После этого прошло несколько лет. Он изредка звонил мне, а один раз мы встретились с ним во франкфуртском аэропорту. Наброски к книге долго лежали у меня в столе. Когда наконец, около года назад, роман был закончен, я не смог послать ему рукопись, потому что он упорно отказывался давать свой адрес. И вот вдруг недавно позвонил и пригласил к себе в гости.
В аэропорту меня встретила Фран. Я не узнал ее, зато она меня узнала. Я видел ее всего один раз, в Кюкюроне, после праздника, а на фотографии у меня плохая память, и я представлял ее себе совсем иначе. А может быть, она просто стала за это время другой — более солидной. Как и Георг, который изрядно прибавил в весе и стал гораздо спокойней и добродушней.
Время от времени, работая над книгой, я спрашивал себя: «А может, я пишу историю amour fou?» [43] Безумная любовь (фр.).
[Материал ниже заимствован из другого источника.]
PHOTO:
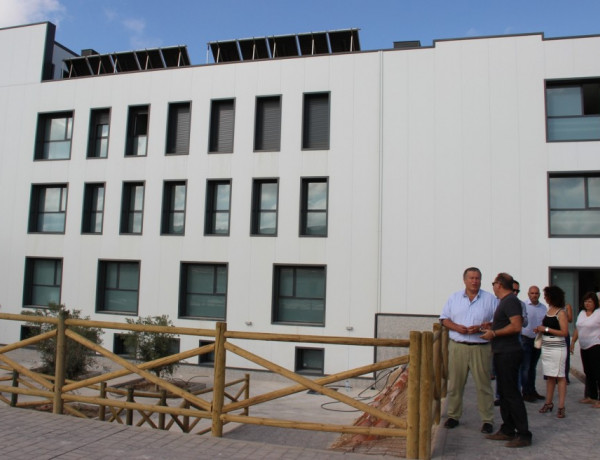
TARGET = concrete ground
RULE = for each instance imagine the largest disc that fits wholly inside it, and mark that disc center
(26, 434)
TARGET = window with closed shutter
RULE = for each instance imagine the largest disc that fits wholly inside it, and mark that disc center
(267, 130)
(315, 131)
(178, 129)
(221, 126)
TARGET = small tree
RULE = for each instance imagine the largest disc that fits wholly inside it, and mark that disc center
(149, 346)
(78, 358)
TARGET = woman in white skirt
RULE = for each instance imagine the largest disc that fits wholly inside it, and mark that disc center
(555, 327)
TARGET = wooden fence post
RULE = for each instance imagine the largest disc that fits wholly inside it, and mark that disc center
(246, 392)
(161, 415)
(60, 365)
(219, 380)
(445, 340)
(129, 412)
(14, 398)
(102, 407)
(425, 399)
(437, 371)
(414, 375)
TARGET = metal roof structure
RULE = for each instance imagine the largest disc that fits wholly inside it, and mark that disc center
(91, 63)
(306, 44)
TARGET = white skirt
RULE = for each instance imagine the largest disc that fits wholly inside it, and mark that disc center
(554, 356)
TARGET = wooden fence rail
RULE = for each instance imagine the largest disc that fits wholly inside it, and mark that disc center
(427, 359)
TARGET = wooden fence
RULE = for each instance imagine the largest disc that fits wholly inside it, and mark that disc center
(427, 359)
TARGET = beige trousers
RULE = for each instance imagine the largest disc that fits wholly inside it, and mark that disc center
(477, 359)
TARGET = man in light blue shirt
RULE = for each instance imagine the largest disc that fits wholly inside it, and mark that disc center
(536, 311)
(465, 314)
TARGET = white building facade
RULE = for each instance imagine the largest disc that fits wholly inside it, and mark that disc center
(304, 195)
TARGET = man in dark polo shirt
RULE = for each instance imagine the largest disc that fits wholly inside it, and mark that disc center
(508, 355)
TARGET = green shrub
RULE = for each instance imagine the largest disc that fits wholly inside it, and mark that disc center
(78, 358)
(149, 346)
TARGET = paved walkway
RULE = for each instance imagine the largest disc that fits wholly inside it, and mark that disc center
(575, 437)
(26, 434)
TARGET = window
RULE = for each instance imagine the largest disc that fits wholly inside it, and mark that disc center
(93, 208)
(267, 129)
(299, 295)
(313, 207)
(137, 131)
(29, 331)
(203, 291)
(178, 129)
(48, 208)
(43, 278)
(122, 347)
(315, 122)
(118, 287)
(54, 136)
(173, 218)
(264, 207)
(207, 359)
(98, 135)
(573, 110)
(222, 116)
(574, 205)
(132, 207)
(218, 194)
(309, 361)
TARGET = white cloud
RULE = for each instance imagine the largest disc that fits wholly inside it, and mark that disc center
(18, 12)
(135, 25)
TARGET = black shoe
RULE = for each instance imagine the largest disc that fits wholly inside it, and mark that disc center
(500, 436)
(519, 442)
(487, 428)
(451, 423)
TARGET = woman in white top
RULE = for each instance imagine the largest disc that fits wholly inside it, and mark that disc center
(587, 331)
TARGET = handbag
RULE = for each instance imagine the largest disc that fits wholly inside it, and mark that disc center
(537, 342)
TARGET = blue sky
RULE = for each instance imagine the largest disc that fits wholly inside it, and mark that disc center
(120, 25)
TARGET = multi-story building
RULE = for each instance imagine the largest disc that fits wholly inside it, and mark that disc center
(298, 184)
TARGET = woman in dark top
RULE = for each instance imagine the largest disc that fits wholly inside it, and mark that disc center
(555, 327)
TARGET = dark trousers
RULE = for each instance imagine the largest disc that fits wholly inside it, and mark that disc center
(512, 407)
(531, 356)
(590, 359)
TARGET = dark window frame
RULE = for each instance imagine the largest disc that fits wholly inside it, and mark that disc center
(90, 213)
(211, 208)
(35, 204)
(586, 198)
(138, 127)
(168, 207)
(258, 211)
(99, 118)
(585, 106)
(299, 363)
(179, 123)
(102, 289)
(184, 290)
(206, 359)
(126, 227)
(276, 316)
(221, 135)
(29, 284)
(316, 121)
(44, 134)
(267, 124)
(306, 211)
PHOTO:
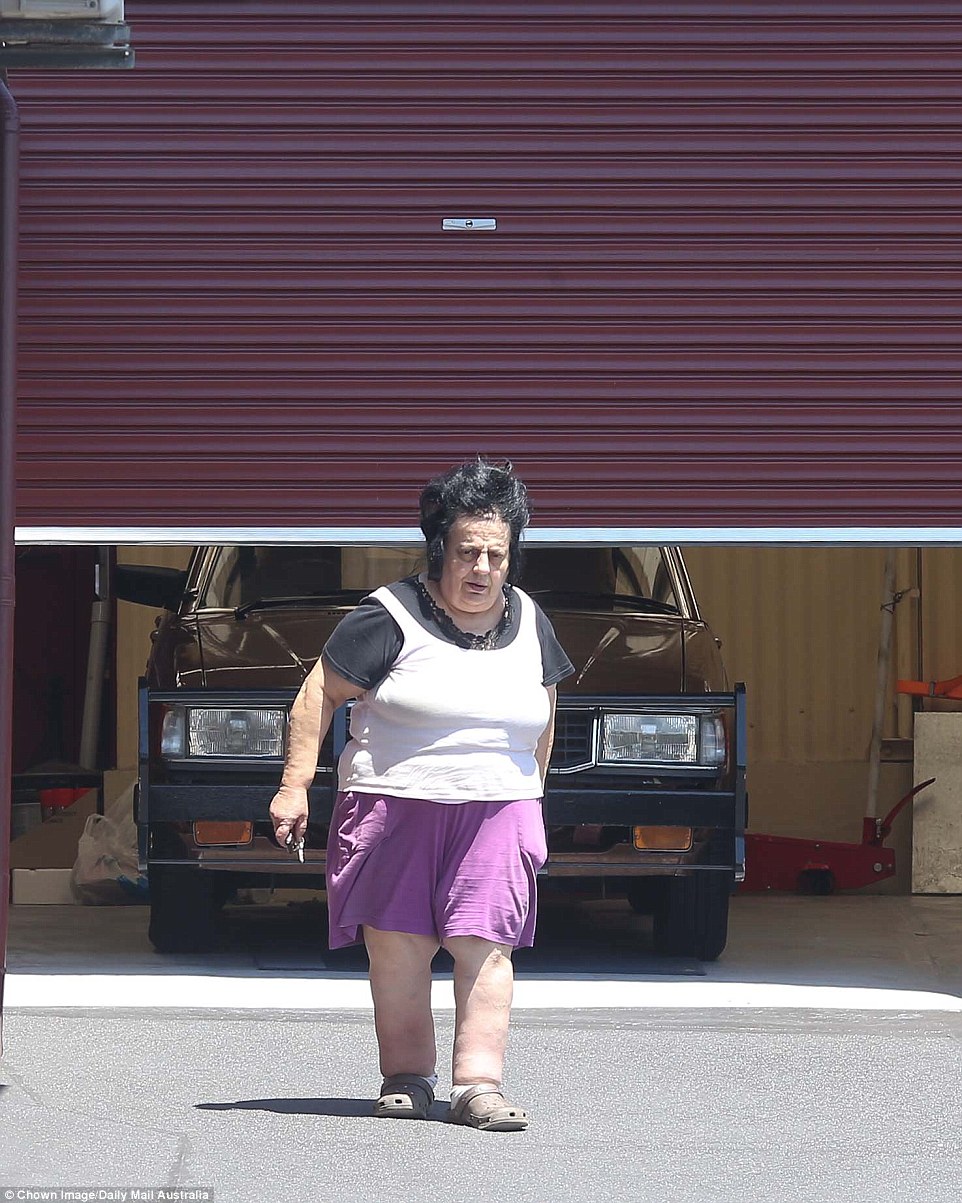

Потом, увидев Георга и Фран в их естественной среде — с детьми, в доме, в саду, за плитой, за столом, за мытьем посуды, — я вспомнил о «морковке», которой, по мнению Фран, нужно довольствоваться за неимением «яблочка». Может быть, amour fou — очень сладкая морковка?
Георг опять вертел в руках свои очки, с которыми не расставался до самой темноты.
— Я тут в твоей рукописи обратил внимание еще на одну вещь, которую в свое время, в реальной истории, упустил из виду. Вернее, просто не понял. Ты описываешь мой разговор с Бьюканеном и его сомнения: не сам ли я тот «кузен», от имени которого к нему пришел? Потом он спрашивает меня: а может, это вовсе и не кузен, а дядюшка? Все верно, так и было. Я вспомнил. Сначала я удивился, что я тебе это рассказал и что ты это запомнил — эту крохотную, нелепую, абсурдную деталь. Но может, она совсем не так уж нелепа и абсурдна. Все это время я был уверен, что Бьюканен застрелил Джо и Профессора из соображений безопасности ради Гильмана, потому что не хотел, чтобы дело дошло до суда и до скандала, который мог серьезно повредить Гильману, потому что ненавидел предателя Бентона, потому что он вообще из тех, кто долго не думает, когда у них в руке пистолет. Короче, по одной из этих причин, а может, но совокупности причин — во всяком случае, что-то в этом роде. И еще я был уверен, что он, собственно, целился в меня, а не в Профессора.